Brazil Sticks to Renewal Terms That Sank Utility Stocks
Brazil’s government will enforce a Dec. 4 deadline it gave power companies to decide whether to renew concessions and won’t change any terms of its offer, Deputy Energy Minister Marcio Zimmermann said.
In an interview yesterday, he said state-controlled Centrais Eletricas Brasileiras SA (ELET6), the worst performer in the MSCI Emerging Market Index (EEM) in the past month, has more to gain by accepting new conditions and keeping its licenses than by returning assets in 2015. All companies probably will reach the same conclusion before the deadline, he said.
President Dilma Rousseff is forcing utilities including Eletrobras, as the Rio de Janeiro-based company is known, and Cia. Energetica de Sao Paulo to reduce rates in exchange for the renewal of licenses for an additional 30 years. Rousseff wants energy rates to fall 20 percent next year as part of a plan to reduce production costs and slow inflation.
“I saw with such clarity during an Eletrobras board meeting the advantages of renewing licenses that I find it very difficult that other companies will opt to lose their license,” Zimmermann said from his office in Brasilia. “If they want to renew, they will need to accept the rules.”
Utilities with contracts expiring between 2015 and 2017 have plunged in share trading since Rousseff announced the concessions plan on Sept. 11. Eletrobras has lost 62 percent in that period, including a 6.9 percent drop yesterday to a decade- low 7.30 reais.
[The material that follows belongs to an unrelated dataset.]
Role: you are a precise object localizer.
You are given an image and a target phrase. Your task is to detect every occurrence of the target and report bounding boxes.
“There were frustrated expectations, funds that thought Eletrobras was sitting in an infinite oil well and probably never read Brazilian concession law,” said Zimmermann.
Cia. Energetica de Minas Gerais is another company facing renewals. Cemig, as the Belo Horizonte-based utility is known, hasn’t looked to negotiate the renewal of three of its dams that have concessions expiring, Zimmermann said
“I’ve signaled interest for a deal but they never looked us up,” he said.